Real Estate Agent from NH
posted 11 days ago
https://www.biggerpockets.com/...
Currently needs nothing, everything is new. Slate roof, vinyl siding. Maintenance should be low on this for years. These numbers are with adding a meter for the water to charge back to tenants. What do you all think? Curious from a cashflow investors perspective. Wasn't too sure about the rate, as that can vary.
Tim Herman
from North Dakota
replied 11 days ago
@Mary J. just because everything is new doesn't mean there are no expense. Have you run a capex budget? Mine includes roof, floors, appliances, hot water heater, hvac, bath and kitchen remodel, etc. All of those items have a finite time. I use 10 years for floors unless carpet then only 5 years as lifetime. Assume 1000 sf of flooring brand new the day you buy it. My area it costs $6 sf to replace with a moderate lvp. $6000/10 year life span/12 months in a year=$50 per month for 1 item in a capex budget. You are only saving $36 per month. Guess where the rest of the money will come from, your pocket. I use 10% capex.
A 3% vacancy factor is the same as your tenant staying for 33 1/3 months. I use 8% or 1 turnover per year. If you ever have to evict it will take a couple of months unless there is a moratorium like now. If you go 6 months before you get paid your next tenant will have to stay 200 months to get back to 3% vacancy. 6/200=3/100.
You have no repair budget. I use 5% or $50 per month whatever is higher. I have 1 to 2 service calls per year. My average cost is $150. It still allows me to save money to pay to paint between tenants.

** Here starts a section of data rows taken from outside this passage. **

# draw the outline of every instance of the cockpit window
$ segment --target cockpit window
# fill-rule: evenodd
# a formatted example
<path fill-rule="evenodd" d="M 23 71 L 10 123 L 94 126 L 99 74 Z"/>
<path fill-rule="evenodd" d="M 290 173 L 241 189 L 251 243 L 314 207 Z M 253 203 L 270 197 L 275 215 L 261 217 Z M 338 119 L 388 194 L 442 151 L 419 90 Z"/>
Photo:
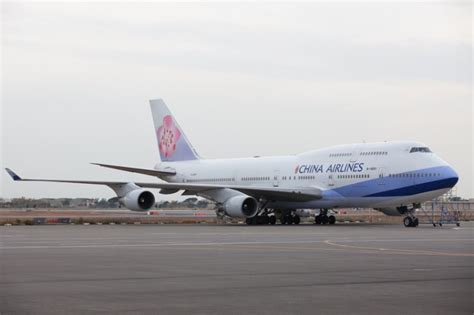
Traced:
<path fill-rule="evenodd" d="M 422 153 L 431 153 L 430 148 L 427 147 L 414 147 L 411 148 L 410 153 L 422 152 Z"/>

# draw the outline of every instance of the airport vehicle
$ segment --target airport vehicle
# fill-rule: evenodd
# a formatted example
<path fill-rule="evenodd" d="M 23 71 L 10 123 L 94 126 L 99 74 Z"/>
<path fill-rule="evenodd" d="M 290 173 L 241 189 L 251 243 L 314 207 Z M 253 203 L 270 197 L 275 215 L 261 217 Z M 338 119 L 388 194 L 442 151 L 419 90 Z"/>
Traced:
<path fill-rule="evenodd" d="M 275 224 L 274 213 L 283 224 L 298 224 L 297 209 L 319 209 L 315 223 L 334 224 L 329 209 L 357 207 L 404 215 L 404 225 L 415 227 L 414 210 L 458 182 L 448 163 L 413 141 L 340 145 L 287 156 L 202 159 L 163 100 L 150 105 L 161 159 L 154 169 L 93 164 L 164 182 L 23 179 L 7 171 L 15 181 L 106 185 L 134 211 L 153 207 L 149 189 L 160 189 L 161 194 L 182 191 L 213 200 L 219 215 L 245 218 L 248 224 Z"/>

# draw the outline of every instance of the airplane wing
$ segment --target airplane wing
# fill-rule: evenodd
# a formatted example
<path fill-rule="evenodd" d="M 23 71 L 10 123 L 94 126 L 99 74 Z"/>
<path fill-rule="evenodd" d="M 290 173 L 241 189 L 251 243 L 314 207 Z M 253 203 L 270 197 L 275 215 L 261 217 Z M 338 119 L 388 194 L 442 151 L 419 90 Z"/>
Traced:
<path fill-rule="evenodd" d="M 90 184 L 105 185 L 112 189 L 128 184 L 128 182 L 108 182 L 108 181 L 84 181 L 84 180 L 60 180 L 60 179 L 31 179 L 21 178 L 11 169 L 6 171 L 14 181 L 28 182 L 50 182 L 50 183 L 72 183 L 72 184 Z M 213 185 L 213 184 L 188 184 L 188 183 L 134 183 L 142 188 L 161 189 L 164 193 L 173 193 L 184 190 L 189 194 L 200 193 L 216 189 L 232 189 L 243 194 L 254 197 L 255 199 L 264 198 L 266 200 L 284 200 L 284 201 L 310 201 L 322 198 L 322 191 L 317 187 L 301 188 L 282 188 L 265 186 L 240 186 L 240 185 Z"/>
<path fill-rule="evenodd" d="M 107 167 L 107 168 L 113 168 L 115 170 L 120 170 L 120 171 L 125 171 L 125 172 L 138 173 L 138 174 L 157 176 L 157 177 L 158 176 L 176 175 L 176 172 L 172 171 L 172 170 L 157 171 L 157 170 L 149 170 L 149 169 L 143 169 L 143 168 L 120 166 L 120 165 L 110 165 L 110 164 L 102 164 L 102 163 L 91 163 L 91 164 L 102 166 L 102 167 Z"/>

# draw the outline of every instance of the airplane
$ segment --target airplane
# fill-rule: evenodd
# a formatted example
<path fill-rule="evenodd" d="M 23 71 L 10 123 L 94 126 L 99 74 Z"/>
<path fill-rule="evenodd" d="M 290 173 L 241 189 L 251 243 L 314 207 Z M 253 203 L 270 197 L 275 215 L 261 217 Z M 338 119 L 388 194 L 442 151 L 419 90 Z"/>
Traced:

You should include property management even if you self manage now. You want to be a deal finder not a PM. It might be a little better than what the cash flow shows at 50% expenses.
Craig Dieterich
replied 11 days ago
It doesn't meet the 1% rule as far as a cashflow property. It would need to rent for at least $2000/mo, and that's the bare minimum. If you don't care about cashflow and this is a property that you feel is in a growing area and sure to appreciate, or a property you see yourself living in down the road and just want to get some renters in there to pay the mortgage down, then cool. But from strictly a cashflow property, I don't see this working.